11. Fallowfield, J.A., et al., Scar-Associated Macrophages Are a Major Source of Hepatic Matrix Metalloproteinase-13 and Facilitate the Resolution of Murine Hepatic Fibrosis. The Journal of Immunology, 2007. 178(8): p. 5288-5295.
12. Ramachandran, P., et al., Resolving the fibrotic niche of human liver cirrhosis at single-cell level. Nature, 2019. 575(7783): p. 512-518.

Please reduce the number of decimals to one digit in e.g., ages and consider reducing the number of decimals reported throughout the manuscript.

Response: Thank you for the helpful comment. We have revised Table 1 and reduced the number of decimals to one digit. Furthermore, we also reduced the number of decimals in Table 2 and Table 4 to improve the readability. 

Author Response File: Author Response.docx

Round 2

Reviewer 2 Report

Dear Dr. Lee and Colleagues,

Thank you for the revised manuscript, which has improved significantly. 

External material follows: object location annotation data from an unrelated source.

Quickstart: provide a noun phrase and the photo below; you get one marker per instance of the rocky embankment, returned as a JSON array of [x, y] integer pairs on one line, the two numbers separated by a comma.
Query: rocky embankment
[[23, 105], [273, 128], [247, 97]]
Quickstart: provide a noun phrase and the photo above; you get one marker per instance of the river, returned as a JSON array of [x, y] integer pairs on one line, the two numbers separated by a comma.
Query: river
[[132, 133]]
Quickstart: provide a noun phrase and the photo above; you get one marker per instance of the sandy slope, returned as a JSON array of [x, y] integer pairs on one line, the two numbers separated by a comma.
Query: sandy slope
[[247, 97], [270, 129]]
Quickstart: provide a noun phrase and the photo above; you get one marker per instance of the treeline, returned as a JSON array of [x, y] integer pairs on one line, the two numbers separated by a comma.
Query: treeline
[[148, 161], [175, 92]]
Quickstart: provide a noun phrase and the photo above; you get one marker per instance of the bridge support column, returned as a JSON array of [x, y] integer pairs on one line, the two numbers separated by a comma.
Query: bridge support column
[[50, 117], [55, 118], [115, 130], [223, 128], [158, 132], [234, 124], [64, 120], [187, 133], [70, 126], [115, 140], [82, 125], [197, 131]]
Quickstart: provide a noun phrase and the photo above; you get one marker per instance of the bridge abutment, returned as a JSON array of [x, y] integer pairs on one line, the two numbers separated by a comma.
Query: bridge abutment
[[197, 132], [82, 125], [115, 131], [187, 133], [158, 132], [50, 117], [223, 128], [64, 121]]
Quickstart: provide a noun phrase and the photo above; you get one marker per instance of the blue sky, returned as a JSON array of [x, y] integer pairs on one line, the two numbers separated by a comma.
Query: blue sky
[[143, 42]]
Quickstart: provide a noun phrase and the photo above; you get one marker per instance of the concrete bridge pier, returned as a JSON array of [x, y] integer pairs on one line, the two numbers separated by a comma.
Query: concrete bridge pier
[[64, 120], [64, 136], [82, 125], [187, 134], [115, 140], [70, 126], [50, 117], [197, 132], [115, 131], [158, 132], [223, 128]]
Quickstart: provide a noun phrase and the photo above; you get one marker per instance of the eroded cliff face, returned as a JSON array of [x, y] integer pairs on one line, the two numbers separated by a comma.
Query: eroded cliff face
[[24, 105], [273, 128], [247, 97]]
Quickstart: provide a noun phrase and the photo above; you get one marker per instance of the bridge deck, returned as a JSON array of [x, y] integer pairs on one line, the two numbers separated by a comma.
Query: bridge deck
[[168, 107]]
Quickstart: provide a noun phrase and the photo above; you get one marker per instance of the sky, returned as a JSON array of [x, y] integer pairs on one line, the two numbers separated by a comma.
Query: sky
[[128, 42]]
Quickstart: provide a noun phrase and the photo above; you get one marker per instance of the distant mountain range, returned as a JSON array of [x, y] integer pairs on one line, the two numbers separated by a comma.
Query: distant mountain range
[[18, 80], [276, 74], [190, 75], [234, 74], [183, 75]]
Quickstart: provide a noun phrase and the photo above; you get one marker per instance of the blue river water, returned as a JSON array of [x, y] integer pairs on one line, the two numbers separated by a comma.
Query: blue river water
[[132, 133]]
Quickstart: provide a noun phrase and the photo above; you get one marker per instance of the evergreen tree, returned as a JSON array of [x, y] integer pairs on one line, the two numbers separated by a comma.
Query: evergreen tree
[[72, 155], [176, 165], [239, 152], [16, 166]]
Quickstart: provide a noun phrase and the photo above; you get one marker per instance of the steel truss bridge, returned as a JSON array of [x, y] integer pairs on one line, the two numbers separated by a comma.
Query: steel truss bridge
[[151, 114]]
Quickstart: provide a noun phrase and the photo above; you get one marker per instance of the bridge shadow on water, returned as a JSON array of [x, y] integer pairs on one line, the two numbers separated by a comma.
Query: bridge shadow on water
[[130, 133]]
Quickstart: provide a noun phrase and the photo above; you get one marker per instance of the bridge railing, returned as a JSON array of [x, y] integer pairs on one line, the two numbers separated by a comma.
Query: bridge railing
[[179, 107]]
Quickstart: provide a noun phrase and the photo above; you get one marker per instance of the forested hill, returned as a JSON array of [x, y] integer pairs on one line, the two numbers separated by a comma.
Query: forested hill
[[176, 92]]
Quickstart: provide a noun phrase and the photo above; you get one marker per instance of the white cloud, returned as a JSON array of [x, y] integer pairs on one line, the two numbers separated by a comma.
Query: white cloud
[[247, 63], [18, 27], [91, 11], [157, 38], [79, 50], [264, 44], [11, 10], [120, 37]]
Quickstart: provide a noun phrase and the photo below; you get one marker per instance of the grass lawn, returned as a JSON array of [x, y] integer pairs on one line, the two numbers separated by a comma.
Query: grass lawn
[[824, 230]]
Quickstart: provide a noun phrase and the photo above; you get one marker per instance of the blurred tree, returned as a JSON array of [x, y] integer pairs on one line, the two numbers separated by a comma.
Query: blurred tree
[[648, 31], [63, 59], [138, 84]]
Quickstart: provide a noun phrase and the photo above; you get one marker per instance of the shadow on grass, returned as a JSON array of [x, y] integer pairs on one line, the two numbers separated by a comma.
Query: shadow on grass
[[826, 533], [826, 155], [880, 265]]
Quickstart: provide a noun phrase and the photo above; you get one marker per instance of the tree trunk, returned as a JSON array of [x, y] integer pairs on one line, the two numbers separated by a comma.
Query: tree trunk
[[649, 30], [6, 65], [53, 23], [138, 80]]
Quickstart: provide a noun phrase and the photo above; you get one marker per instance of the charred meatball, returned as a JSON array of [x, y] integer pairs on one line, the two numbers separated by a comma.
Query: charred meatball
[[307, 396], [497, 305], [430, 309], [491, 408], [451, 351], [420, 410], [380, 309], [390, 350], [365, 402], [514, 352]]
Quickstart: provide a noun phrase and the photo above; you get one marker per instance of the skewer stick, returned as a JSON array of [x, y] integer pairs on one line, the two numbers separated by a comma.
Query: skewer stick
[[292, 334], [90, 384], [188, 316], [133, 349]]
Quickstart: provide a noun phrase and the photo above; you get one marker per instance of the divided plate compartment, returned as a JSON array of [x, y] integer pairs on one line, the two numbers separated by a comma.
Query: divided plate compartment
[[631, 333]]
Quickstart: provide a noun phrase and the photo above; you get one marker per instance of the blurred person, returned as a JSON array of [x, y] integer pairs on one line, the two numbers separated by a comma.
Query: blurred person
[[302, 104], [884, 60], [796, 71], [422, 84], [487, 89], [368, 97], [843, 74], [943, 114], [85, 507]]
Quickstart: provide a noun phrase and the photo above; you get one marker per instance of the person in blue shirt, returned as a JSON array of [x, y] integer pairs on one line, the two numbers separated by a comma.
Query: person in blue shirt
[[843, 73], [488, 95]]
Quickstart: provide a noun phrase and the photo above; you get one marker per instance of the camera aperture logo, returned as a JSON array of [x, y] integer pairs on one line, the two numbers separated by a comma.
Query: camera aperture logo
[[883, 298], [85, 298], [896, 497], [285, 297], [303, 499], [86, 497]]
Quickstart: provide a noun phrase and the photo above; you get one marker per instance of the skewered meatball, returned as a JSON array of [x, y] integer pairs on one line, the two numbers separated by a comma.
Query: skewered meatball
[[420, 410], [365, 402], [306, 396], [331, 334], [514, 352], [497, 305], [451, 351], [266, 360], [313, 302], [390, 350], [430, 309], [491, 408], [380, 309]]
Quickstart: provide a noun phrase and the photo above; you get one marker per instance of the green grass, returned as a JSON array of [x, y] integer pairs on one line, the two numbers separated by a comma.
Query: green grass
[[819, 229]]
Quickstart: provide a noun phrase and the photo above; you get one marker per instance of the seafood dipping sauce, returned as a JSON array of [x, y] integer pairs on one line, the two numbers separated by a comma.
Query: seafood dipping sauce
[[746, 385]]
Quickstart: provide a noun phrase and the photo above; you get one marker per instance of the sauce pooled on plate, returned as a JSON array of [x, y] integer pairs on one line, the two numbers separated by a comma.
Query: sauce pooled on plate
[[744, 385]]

The results on HBV are very interesting and make the results even more robust. 

One last comment:

There seems to be a discrepancy between the referencelist of the revised manuscript and the references mentioned in the point-by-point respons. Please make sure that the reference list are correct. 

Author Response

We have cross-checked the manuscript to ensure that citation numbers exactly matched the reference lists in the manuscript. Reference list is now correct. Thank you for the helpful comment.